Depuis l’explosion de la méthode Wim Hof, on trouve un peu partout que la respiration Wim Hof stimule le système immunitaire. C’est quasiment devenu une banalité dans le milieu de la respiration. Pourtant, est-ce vraiment le cas? Pour répondre à cette question, je vais revenir sur l’article qui a crée cette information et faire une revue sur les travaux effectués par le groupe dont est issue cette étude.

Le groupe qui a étudié Wim Hof est le groupe de Peter Pekkers de l’université de Radboud aux Pays-bas et l’auteur de l’article qui a ensuite continué dans sa lancée est Matthijs Kox. L’une des thématique de ce groupe est l’étude de l’inflammation lors des infections bactériennes et par extension le système immunitaire innée. Dans cet article de blog, je vais essayer de retracer l’historique de cette thématique qui croisera la route de Wim Hof et voir jusqu’où elle mène.
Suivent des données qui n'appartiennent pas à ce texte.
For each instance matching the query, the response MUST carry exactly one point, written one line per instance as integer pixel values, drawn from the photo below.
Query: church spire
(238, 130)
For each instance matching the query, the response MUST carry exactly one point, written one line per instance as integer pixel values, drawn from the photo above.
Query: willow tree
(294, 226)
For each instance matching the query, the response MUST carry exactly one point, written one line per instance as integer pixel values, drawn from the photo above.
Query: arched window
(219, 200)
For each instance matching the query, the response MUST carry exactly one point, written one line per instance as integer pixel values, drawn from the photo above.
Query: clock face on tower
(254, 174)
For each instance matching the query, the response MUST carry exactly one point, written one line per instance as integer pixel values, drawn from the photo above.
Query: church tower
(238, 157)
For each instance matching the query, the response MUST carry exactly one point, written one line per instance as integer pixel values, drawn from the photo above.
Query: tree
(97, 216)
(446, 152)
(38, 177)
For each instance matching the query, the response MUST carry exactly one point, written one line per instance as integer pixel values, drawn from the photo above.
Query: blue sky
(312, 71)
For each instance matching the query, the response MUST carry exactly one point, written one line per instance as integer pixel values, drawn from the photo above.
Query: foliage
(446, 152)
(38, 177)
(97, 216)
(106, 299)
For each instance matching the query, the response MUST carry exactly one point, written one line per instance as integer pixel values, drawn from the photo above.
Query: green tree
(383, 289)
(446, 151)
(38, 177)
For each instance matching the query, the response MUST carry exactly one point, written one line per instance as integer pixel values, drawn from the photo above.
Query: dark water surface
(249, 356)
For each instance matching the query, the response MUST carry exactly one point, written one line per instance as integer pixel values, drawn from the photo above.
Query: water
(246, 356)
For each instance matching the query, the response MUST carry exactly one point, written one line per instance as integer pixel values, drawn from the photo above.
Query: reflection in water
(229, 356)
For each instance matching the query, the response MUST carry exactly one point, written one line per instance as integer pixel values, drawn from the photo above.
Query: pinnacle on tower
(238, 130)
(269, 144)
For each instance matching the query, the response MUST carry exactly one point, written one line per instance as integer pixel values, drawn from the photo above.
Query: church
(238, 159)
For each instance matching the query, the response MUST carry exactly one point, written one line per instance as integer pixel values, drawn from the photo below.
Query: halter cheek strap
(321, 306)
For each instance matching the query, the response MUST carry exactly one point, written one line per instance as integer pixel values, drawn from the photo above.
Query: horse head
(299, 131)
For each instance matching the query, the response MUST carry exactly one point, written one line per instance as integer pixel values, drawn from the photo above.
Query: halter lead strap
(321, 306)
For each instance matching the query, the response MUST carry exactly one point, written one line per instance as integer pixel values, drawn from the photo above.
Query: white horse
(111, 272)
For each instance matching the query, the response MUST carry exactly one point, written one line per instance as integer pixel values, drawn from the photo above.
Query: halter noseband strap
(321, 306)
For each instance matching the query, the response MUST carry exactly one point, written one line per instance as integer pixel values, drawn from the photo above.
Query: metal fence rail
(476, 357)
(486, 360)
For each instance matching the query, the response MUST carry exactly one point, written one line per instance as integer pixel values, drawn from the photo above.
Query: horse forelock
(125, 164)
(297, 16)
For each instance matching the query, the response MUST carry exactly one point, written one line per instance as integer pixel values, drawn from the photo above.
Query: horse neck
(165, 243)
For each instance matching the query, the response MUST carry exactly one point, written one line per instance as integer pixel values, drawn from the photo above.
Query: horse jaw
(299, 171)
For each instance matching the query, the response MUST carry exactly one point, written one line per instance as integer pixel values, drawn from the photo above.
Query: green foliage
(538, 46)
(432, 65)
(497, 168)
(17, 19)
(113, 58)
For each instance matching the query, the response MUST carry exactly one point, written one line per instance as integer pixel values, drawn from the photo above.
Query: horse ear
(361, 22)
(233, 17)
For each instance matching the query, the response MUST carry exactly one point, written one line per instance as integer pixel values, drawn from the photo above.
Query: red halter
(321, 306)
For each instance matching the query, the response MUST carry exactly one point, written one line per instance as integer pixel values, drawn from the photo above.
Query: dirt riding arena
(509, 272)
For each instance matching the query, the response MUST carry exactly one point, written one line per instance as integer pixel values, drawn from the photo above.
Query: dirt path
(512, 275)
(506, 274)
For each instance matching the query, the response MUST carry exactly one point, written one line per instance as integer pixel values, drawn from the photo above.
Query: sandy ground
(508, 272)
Je vais évidemment vulgariser au maximum mais si vous avez des questions, n’hésitez pas à les poser dans les commentaires!
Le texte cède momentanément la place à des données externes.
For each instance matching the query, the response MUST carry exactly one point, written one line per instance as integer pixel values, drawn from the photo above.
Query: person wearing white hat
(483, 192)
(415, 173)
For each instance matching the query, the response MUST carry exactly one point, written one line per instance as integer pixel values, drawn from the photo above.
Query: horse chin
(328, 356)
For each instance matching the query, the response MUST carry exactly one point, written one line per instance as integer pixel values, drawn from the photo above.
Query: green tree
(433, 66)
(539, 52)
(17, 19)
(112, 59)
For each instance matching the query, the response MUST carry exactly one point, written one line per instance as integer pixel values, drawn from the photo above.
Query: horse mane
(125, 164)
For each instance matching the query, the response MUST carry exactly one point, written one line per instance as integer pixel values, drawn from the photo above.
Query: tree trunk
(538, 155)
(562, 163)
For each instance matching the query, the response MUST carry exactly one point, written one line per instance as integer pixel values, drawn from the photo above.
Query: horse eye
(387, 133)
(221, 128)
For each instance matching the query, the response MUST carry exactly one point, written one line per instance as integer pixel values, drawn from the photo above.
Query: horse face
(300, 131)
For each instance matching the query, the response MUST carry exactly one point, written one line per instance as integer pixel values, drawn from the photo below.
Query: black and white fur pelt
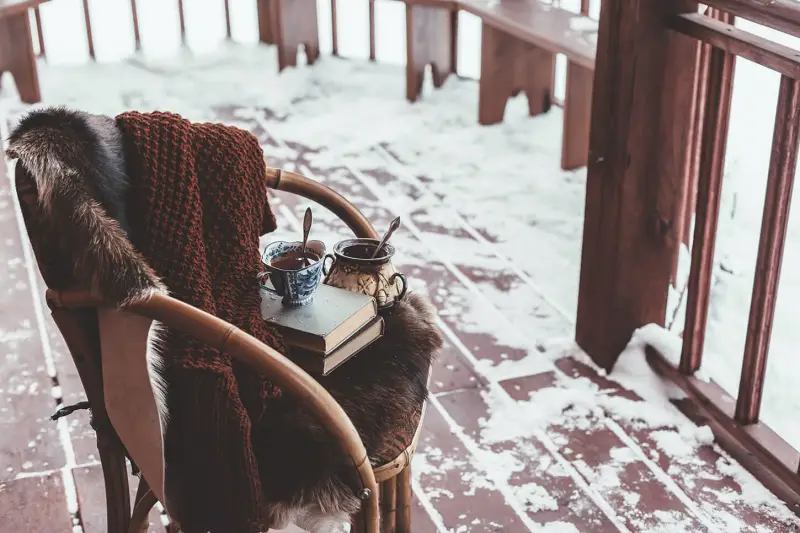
(76, 160)
(78, 164)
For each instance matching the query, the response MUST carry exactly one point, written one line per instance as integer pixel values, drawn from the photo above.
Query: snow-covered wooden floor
(522, 434)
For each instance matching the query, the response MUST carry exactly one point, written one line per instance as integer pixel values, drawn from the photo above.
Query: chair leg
(577, 117)
(388, 505)
(429, 40)
(115, 476)
(357, 523)
(18, 57)
(143, 503)
(404, 497)
(295, 24)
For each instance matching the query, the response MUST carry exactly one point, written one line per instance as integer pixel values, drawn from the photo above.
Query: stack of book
(327, 332)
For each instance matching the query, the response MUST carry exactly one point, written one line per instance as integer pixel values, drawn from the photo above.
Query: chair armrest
(262, 358)
(283, 180)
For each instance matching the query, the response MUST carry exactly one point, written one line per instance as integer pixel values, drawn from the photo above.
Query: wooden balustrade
(718, 42)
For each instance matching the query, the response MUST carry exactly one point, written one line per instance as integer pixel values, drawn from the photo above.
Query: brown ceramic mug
(352, 268)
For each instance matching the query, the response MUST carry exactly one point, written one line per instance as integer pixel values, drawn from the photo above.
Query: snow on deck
(523, 433)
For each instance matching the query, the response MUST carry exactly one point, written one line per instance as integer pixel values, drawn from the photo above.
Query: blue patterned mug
(286, 273)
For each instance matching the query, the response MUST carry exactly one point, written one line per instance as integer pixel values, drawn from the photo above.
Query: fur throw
(152, 202)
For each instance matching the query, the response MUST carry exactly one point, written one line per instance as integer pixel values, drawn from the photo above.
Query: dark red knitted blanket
(198, 206)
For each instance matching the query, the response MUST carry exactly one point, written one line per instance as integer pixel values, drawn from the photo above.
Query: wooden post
(640, 114)
(266, 21)
(17, 55)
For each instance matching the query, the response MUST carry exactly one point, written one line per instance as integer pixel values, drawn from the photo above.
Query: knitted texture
(198, 206)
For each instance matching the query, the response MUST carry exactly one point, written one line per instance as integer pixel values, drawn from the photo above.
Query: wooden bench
(519, 45)
(289, 24)
(16, 47)
(431, 39)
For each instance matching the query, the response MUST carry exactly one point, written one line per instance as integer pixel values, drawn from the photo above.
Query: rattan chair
(76, 313)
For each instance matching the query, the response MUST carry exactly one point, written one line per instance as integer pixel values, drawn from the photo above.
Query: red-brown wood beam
(39, 31)
(182, 20)
(135, 18)
(228, 31)
(335, 29)
(17, 55)
(782, 165)
(712, 160)
(87, 18)
(640, 126)
(371, 30)
(266, 21)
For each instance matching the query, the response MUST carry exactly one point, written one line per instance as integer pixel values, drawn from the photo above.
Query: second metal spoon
(307, 220)
(393, 226)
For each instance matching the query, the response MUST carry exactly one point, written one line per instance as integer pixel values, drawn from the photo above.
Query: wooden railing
(666, 68)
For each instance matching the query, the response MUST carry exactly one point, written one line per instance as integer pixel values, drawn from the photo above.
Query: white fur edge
(155, 370)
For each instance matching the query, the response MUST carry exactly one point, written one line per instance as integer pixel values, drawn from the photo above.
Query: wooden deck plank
(31, 442)
(608, 464)
(92, 501)
(542, 485)
(34, 504)
(463, 496)
(703, 471)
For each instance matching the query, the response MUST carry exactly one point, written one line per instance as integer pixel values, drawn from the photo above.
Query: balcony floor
(522, 434)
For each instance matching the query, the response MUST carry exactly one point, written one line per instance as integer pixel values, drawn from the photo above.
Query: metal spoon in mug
(393, 226)
(307, 220)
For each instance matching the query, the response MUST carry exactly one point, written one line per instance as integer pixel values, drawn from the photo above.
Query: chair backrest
(110, 349)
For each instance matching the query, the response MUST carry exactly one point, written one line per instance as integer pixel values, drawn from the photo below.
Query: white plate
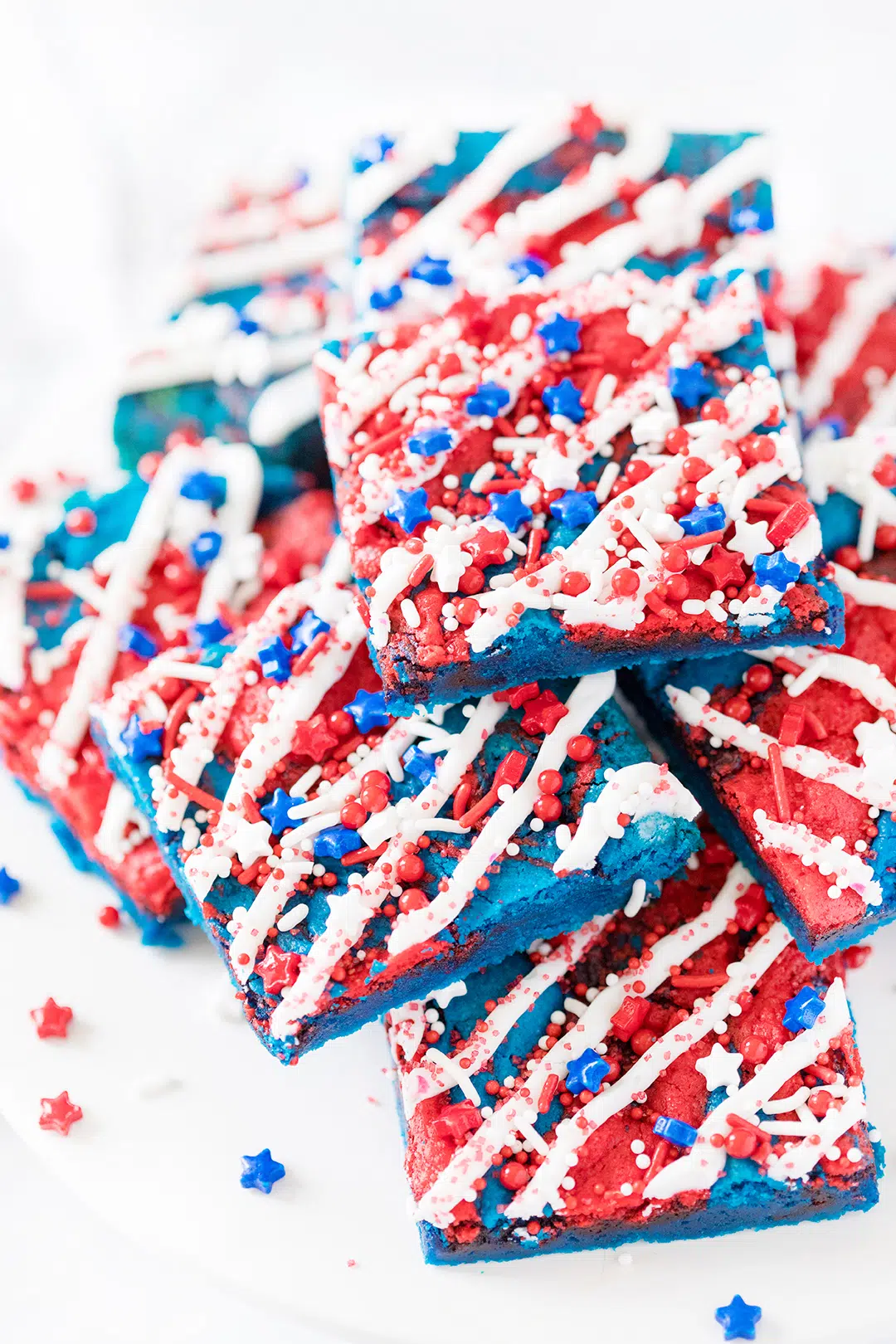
(175, 1089)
Un intérêt pour la respiration et la variabilité cardiaque dans la réponse à l’inflammation (2011)

Le groupe de Pekkers en Hollande travaille sur la réponse inflammatoire entre autres. Parmi eux, un chercheur M. Kox a dès 2011 posé des questions intéressantes sur le lien entre le système nerveux et cette réponse anti-inflammatoire. C’est ainsi qu’en 2011, il publie deux études.

La première porte sur l’interaction entre le taux de variabilité cardiaque (voir l’article sur la cohérence cardiaque si vous voulez en savoir plus) et la réponse inflammatoire. La seconde sur l’influence de différents motifs respiratoires sur le taux de variabilité cardiaque lors d’une exposition à une endotoxine.

1/  Une corrélation existe entre taux de variabilité cardiaque et réaction inflammatoire.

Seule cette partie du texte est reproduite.